I would just keep her away from it as well. The salt licks in the pet store are not meant for birds


----------



## Blaze9 (Aug 6, 2008)

Reading from many different sources, including a book at my local Barns and Nobels, salt is bad for the bird, so I wouldn't feed it anything with salt on/in it.
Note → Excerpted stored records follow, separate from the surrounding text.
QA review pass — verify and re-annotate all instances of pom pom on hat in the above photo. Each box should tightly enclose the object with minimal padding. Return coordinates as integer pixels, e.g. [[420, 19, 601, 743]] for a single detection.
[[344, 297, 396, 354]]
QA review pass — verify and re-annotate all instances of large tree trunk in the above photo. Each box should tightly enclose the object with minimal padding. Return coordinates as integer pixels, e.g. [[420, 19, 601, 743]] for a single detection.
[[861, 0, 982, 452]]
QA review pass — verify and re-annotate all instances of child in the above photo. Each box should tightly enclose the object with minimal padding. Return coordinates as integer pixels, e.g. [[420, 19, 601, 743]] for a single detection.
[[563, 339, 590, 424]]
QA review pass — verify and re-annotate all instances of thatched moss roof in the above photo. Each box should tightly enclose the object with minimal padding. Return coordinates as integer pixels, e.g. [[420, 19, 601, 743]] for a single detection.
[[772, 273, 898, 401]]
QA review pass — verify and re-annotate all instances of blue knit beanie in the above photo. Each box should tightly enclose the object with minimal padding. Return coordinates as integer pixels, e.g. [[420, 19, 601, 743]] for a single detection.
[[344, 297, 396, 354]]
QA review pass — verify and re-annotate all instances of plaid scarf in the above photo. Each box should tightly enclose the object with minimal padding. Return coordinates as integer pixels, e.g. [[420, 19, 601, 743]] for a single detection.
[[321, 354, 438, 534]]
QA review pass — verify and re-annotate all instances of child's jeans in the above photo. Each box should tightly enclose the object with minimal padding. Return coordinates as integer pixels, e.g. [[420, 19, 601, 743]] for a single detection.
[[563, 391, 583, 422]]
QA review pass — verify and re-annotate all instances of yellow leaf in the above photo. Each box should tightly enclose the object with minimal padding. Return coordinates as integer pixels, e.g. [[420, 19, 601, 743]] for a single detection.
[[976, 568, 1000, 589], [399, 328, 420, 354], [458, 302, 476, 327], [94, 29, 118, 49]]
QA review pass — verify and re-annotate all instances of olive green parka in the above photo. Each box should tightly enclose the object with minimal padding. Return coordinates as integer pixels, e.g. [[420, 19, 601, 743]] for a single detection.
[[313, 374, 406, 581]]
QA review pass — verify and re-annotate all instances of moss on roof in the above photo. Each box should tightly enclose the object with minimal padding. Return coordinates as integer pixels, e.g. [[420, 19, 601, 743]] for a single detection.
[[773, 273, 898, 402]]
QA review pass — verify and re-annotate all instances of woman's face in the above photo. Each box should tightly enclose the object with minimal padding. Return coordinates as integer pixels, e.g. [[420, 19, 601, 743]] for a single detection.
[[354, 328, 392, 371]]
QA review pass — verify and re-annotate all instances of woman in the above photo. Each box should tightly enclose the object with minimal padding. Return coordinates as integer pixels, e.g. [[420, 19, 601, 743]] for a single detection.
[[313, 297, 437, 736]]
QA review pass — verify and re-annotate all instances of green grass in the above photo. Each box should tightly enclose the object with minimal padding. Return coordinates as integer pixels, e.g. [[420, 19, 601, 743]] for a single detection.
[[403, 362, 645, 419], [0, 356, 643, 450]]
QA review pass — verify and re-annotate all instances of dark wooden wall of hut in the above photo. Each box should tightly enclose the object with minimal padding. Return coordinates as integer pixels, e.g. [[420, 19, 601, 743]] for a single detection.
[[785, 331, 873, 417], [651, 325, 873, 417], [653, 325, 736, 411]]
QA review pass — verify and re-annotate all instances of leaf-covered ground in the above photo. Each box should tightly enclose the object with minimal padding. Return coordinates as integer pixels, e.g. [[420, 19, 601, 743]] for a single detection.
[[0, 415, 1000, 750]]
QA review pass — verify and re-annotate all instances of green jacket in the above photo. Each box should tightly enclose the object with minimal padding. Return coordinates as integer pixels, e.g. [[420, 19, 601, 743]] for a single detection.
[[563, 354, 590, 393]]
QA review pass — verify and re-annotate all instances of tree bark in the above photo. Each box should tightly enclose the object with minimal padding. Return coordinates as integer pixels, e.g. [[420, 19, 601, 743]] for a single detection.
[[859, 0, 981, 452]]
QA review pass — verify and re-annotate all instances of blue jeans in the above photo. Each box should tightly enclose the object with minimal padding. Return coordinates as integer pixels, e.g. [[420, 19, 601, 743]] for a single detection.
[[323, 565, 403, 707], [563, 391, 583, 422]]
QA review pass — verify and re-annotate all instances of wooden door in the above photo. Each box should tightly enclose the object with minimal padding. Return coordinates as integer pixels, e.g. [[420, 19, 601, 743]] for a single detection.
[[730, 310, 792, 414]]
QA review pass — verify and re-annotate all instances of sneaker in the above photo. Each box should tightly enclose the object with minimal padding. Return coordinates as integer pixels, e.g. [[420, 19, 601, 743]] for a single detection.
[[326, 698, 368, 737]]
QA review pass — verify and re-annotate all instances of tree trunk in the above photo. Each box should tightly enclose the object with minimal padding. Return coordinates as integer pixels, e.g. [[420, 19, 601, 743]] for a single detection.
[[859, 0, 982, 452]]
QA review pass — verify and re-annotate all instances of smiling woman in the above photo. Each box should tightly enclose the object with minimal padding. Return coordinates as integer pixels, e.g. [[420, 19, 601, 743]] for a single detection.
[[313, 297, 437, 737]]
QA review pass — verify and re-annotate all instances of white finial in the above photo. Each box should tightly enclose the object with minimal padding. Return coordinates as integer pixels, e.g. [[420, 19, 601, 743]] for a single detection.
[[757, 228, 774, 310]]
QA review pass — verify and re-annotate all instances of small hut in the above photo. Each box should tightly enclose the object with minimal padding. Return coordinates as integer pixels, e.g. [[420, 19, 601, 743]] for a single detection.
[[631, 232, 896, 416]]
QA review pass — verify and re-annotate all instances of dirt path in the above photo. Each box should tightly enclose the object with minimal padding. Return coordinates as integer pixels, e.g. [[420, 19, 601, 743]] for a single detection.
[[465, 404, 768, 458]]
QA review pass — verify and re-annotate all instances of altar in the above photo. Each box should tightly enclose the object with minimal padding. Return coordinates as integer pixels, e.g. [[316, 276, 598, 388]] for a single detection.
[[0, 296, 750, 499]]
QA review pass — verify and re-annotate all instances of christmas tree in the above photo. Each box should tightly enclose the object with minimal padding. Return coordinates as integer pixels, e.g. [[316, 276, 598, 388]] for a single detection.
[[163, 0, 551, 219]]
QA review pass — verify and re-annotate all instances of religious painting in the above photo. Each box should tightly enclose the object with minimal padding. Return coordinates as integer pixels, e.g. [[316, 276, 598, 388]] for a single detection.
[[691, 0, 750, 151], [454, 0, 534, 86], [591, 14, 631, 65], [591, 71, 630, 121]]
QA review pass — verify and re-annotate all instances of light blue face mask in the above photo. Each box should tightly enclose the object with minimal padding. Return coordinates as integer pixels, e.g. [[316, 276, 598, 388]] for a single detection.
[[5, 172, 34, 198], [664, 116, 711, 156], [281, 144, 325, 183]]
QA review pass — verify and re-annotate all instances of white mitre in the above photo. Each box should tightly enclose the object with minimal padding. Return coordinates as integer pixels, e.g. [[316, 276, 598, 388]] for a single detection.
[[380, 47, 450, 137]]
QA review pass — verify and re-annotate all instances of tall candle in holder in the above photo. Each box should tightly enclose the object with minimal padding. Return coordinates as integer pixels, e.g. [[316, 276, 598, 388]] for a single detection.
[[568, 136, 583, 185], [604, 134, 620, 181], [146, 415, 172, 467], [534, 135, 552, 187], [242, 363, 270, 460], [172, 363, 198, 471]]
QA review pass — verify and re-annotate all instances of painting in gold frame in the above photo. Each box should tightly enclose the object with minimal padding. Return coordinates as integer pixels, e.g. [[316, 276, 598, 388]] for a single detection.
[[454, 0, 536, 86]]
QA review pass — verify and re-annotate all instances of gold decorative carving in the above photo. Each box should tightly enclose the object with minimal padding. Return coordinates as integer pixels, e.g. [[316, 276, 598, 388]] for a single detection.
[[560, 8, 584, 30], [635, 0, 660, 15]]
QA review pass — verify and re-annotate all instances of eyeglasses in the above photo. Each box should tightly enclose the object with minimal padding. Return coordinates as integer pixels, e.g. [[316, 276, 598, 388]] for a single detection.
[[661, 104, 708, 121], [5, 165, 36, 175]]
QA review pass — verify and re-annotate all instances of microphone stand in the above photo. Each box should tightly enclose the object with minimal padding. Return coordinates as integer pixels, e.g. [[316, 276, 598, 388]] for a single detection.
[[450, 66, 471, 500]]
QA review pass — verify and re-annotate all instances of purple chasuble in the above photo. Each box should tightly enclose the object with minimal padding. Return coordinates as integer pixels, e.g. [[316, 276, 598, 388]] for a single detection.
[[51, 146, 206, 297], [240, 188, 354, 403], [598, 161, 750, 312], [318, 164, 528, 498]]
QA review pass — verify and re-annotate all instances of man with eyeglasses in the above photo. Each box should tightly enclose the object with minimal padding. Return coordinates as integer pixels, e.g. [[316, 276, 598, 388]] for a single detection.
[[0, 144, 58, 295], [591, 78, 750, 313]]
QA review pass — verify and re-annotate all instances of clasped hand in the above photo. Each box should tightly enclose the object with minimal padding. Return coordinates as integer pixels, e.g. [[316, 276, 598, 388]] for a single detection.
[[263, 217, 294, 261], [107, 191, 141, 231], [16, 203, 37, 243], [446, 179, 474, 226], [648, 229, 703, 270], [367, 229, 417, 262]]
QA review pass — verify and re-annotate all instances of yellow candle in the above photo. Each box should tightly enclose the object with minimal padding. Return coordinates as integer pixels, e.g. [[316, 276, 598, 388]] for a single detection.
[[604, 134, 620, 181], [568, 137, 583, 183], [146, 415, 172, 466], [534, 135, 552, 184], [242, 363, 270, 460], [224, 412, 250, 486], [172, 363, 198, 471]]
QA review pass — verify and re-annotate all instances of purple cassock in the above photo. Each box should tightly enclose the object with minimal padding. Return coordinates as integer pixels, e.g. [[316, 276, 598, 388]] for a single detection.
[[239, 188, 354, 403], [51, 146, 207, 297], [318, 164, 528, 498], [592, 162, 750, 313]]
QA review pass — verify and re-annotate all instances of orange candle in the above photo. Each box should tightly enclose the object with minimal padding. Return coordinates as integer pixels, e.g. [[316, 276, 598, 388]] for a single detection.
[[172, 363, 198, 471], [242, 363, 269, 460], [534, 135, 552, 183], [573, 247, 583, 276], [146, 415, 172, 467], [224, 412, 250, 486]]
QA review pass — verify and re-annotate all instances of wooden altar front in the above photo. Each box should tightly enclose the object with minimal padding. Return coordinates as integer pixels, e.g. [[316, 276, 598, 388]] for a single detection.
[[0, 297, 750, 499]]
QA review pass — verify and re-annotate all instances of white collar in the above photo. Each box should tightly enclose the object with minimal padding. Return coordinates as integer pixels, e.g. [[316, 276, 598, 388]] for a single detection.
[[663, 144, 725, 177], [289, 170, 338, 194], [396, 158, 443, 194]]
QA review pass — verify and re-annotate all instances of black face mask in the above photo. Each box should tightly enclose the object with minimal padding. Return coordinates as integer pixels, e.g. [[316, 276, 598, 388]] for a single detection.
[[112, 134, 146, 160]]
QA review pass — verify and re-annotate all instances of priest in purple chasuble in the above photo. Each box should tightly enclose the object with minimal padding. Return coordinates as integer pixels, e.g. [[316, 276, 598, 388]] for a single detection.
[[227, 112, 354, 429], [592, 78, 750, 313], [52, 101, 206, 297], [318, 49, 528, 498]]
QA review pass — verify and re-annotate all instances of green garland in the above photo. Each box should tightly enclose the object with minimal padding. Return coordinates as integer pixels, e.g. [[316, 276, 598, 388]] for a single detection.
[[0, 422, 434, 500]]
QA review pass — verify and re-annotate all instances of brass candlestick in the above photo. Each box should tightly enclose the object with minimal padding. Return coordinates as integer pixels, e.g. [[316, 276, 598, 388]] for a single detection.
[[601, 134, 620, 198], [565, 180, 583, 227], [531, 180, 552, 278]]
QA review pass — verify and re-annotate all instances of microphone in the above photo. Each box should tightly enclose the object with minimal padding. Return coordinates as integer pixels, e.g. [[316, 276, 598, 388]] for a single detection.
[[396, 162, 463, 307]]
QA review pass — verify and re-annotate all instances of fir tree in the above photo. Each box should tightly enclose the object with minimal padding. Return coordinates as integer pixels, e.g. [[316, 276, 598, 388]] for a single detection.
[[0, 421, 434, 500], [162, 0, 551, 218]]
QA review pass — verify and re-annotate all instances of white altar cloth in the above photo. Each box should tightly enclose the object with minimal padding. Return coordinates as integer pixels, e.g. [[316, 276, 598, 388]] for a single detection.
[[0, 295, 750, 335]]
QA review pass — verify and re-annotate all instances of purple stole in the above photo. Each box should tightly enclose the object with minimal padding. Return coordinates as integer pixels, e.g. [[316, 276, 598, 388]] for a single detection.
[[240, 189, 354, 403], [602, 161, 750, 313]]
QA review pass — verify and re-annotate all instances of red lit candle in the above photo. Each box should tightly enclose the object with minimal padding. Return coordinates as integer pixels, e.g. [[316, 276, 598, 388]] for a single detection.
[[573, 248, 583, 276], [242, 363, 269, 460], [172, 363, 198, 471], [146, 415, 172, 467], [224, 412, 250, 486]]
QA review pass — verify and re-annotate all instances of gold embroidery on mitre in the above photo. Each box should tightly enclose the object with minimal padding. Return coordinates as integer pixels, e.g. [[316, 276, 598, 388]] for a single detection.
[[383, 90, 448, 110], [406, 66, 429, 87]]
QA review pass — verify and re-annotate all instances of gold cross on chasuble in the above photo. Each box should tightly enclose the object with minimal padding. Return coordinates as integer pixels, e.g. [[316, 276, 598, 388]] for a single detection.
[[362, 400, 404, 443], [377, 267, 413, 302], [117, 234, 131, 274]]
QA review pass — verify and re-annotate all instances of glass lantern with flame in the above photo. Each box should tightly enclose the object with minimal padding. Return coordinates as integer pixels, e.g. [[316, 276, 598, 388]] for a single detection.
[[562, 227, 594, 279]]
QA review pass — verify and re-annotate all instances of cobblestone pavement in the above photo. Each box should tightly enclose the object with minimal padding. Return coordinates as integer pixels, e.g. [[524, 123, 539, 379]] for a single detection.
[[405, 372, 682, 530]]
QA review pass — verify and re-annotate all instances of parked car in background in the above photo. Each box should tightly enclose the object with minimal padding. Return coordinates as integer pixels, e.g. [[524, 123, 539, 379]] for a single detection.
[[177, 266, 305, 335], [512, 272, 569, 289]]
I personally don't know, but books hardly ever lie =P

~Blaze


----------



## elijahfan (Jul 28, 2008)

yeah but it was home made dough with flour water and salt i think, minnie made it at rainbows, 

like i said got her donw stright away, i think the nibbling was pure exploring frist thing i ahe seen her nibble on except seed lol,


----------



## Tike2 (Jun 16, 2008)

Home made play dough has so much salt in it.... wouldn't be good for her at all.


----------



## elijahfan (Jul 28, 2008)

thsnk you, i have removed it


----------



## Sophia (Aug 11, 2007)

I am sure even if she did take a lick/bite she wouldn't even eat it, I bet the taste would be gross! She probably just nibbled it but didn't taste any because she definetley wouldn't like it!


----------



## elijahfan (Jul 28, 2008)

that's good  would have been really sad if it hurt her, but she seems to be fine 

she isnt coming out near lunch time now either, hermione sneaked her cracker to her hermione doesn't like them so wen i went to the kitchen hermione snuck him one, then said she toke it lol, kids lol


----------